Welcome to
. The following is part of our Gaia’s Notebook series, where we take a look at Mother Earth in all her glory. For the full map of Cosmographia posts, see here.The Sea once gave birth to all life.
It is curious that after the first single-celled organisms coalesced around deep-sea volcanic vents, after they evolved into jellies, sponges, fish, then amphibians, reptiles, birds and mammals — it is curious that we, so recent a shoot branching off the great tree of life, are so drawn back to the primordial soup, as if remembering a distant dream, fogged and obscure.
Even after centuries of sailing and fishing, charting courses and reading runes, worshipping, pleading with, begging the gods of the deep — despite it all, the sea remains a mystery. Over 70% of the surface of this place we call Earth is in fact water, and the simple truth is that most of it remains alien to us. It is but common dinner party trivia to note that we’ve mapped more of the surface of Mars than that of our own oceans.
And yet, it calls. We take to standing on its shores, gazing out with curious wonder, as if the rhythms of the waves can give us an answer to this riddle called life.

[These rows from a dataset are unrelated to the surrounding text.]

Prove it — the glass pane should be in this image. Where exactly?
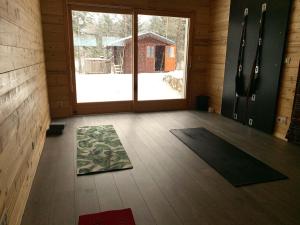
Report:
[138,15,189,100]
[72,11,133,103]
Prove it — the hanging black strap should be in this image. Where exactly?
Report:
[246,3,267,98]
[244,3,267,126]
[233,8,248,119]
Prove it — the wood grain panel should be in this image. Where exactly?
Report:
[0,0,49,225]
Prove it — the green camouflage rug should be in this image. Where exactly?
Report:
[77,125,132,175]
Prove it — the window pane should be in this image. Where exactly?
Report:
[138,15,189,100]
[72,11,133,103]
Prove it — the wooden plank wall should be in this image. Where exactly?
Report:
[41,0,72,118]
[0,0,49,225]
[207,0,300,139]
[41,0,209,117]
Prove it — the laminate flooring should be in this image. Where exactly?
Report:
[22,111,300,225]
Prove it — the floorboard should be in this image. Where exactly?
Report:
[22,111,300,225]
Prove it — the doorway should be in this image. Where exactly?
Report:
[69,5,190,114]
[155,45,165,71]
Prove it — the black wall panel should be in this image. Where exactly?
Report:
[222,0,291,133]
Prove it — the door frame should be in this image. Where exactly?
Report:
[66,3,195,115]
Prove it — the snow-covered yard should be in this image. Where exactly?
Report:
[76,71,185,103]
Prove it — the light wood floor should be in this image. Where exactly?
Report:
[22,111,300,225]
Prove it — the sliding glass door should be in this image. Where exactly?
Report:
[138,15,189,101]
[72,10,133,103]
[69,6,190,114]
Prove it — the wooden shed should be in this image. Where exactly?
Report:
[106,32,176,73]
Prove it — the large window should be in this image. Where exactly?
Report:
[72,11,133,103]
[71,9,190,109]
[138,15,189,101]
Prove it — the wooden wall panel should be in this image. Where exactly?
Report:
[207,0,300,139]
[0,0,50,225]
[41,0,72,118]
[42,0,209,117]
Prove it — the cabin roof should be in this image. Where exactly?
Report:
[105,32,175,47]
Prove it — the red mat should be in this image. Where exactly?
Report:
[78,209,135,225]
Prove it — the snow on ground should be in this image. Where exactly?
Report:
[76,71,184,103]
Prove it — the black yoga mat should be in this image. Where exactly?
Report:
[170,128,287,187]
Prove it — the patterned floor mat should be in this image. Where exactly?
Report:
[77,125,133,175]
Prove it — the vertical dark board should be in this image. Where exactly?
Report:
[222,0,291,133]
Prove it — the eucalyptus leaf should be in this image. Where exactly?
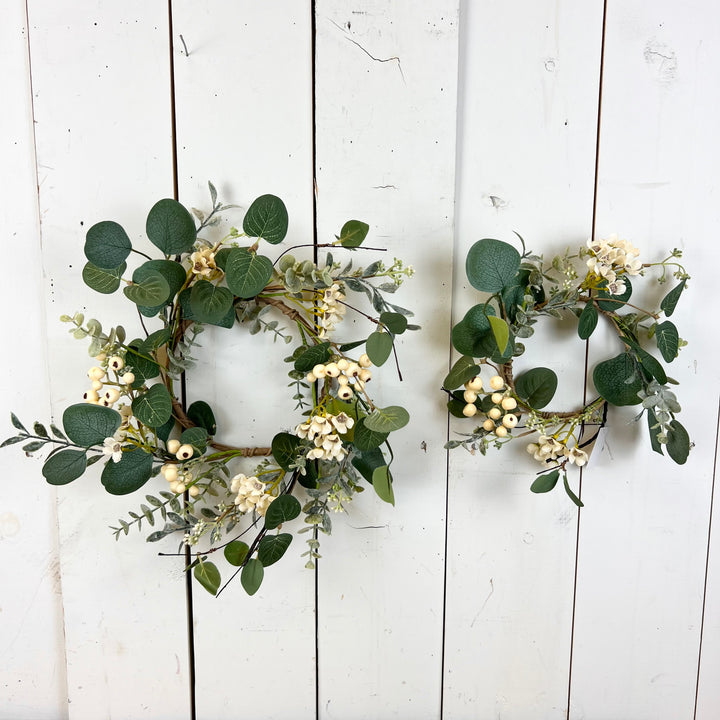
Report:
[82,262,127,295]
[145,198,197,255]
[365,331,393,367]
[365,405,410,433]
[42,450,87,485]
[63,403,122,447]
[242,195,288,245]
[132,383,172,428]
[225,248,273,298]
[372,465,395,505]
[338,220,370,247]
[193,561,220,595]
[258,533,292,567]
[240,558,265,595]
[465,238,520,293]
[100,448,152,495]
[85,220,132,270]
[265,495,301,530]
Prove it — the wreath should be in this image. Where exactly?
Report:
[2,183,417,595]
[443,235,691,506]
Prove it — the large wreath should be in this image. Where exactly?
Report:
[3,184,416,594]
[443,235,691,505]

“The sea is everything. It covers seven tenths of the terrestrial globe. Its breath is pure and healthy. It is an immense desert, where man is never lonely, for he feels life stirring on all sides. The sea is only the embodiment of a supernatural and wonderful existence. It is nothing but love and emotion; it is the Living Infinite.”
― Jules Verne, Twenty Thousand Leagues Under the Sea (1869)
“But God remembered Noah and all the wild animals and the livestock that were with him in the ark, and he sent a wind over the earth, and the waters assuaged. Now the springs of the deep and the floodgates of the heavens had been closed, and the rain had stopped falling from the sky. The water receded steadily from the earth.”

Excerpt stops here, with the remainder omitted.